The szhd Hadoop cluster was retired on 12/4/2013. There are plans for another CBCB Hadoop rollout in the future.

Legacy Details

There is a 57 compute nodes Hadoop in the szhd cluster. Additionaly there are 2 namenode/secondarynamenode/jobtracker nodes.

You can submit jobs from,

  • flicker01
  • flicker02

The hadoop binary can be run as,

 /usr/bin/hadoop

Hadoop Cluster Configuration

HDFS

  • 3 copies of your data is kept in HDFS
  • Permissions are enforced now in HDFS
  • Blocksize is set to 128MB
  • Trash is enabled

Map/Reduce

  • 2 Map slots per node
  • 2 Reduce slots per node

Please note that MapReduce temporary storage is shared in the same file system that HDFS has access to which provides the most flexibility but if you totally fill HDFS you can substantially constrain the workings of the cluster.

Hadoop Cluster Status

You can see the status of the cluster via the following two pages (please note you have to be on the UMIACS networks to see them)
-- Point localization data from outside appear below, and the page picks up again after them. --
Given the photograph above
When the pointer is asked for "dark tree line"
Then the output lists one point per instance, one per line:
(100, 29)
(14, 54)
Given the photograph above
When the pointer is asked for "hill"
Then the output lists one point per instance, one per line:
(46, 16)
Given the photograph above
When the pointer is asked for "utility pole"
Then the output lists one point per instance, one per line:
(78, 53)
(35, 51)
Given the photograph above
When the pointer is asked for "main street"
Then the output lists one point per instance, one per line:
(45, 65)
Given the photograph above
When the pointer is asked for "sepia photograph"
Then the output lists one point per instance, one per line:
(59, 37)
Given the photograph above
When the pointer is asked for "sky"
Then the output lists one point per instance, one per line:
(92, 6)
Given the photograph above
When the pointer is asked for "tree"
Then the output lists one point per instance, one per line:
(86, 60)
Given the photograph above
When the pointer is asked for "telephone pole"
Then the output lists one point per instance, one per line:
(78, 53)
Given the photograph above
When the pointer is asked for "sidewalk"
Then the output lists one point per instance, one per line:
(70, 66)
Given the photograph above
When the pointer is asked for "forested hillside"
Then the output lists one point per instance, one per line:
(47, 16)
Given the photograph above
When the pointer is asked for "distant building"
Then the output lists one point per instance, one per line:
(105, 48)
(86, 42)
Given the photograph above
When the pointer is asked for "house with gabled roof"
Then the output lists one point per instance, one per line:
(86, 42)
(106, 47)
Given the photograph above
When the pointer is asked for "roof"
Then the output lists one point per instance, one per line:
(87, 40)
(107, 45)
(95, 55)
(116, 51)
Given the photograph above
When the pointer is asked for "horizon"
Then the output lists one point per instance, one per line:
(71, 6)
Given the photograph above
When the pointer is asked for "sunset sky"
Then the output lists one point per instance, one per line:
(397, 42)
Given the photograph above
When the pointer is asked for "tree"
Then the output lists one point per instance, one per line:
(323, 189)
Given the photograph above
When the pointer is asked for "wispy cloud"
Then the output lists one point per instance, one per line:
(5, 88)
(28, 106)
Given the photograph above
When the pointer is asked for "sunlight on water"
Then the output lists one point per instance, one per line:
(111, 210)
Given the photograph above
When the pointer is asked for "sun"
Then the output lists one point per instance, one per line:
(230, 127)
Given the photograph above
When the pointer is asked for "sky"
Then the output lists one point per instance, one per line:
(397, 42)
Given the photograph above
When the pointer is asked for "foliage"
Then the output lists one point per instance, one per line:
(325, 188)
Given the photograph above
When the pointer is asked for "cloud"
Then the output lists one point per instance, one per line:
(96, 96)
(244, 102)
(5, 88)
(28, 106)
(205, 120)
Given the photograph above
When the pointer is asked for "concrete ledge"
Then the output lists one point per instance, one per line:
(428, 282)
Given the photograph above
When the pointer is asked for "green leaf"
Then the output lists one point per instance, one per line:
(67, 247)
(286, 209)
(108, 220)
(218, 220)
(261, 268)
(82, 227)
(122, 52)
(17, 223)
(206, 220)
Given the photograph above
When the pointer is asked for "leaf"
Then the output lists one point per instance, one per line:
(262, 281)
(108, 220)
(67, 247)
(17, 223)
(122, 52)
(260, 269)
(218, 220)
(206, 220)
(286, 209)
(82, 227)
If you are connecting from outside of UMD, you'll have to use a proxy to access the jobtracker:

1) Create a SOCKS proxy tunnel

$ ssh -D 1234 walnut.umiacs.umd.edu

2) Reconfigure your browser to use the tunnel

From within Firefox, open Preferences, Advanced Panel, Network Tab, then click Settings for "Configure how Firefox connects to the Internet". Then switch from "Direct connection" to "Manual Proxy Configuration", and set the SOCKS host to localhost, and port 1234.

Please note you can also use FoxyProxy Firefox plugin to get automatic proxy switching.

3) When you are done, reset the proxy to direct connection.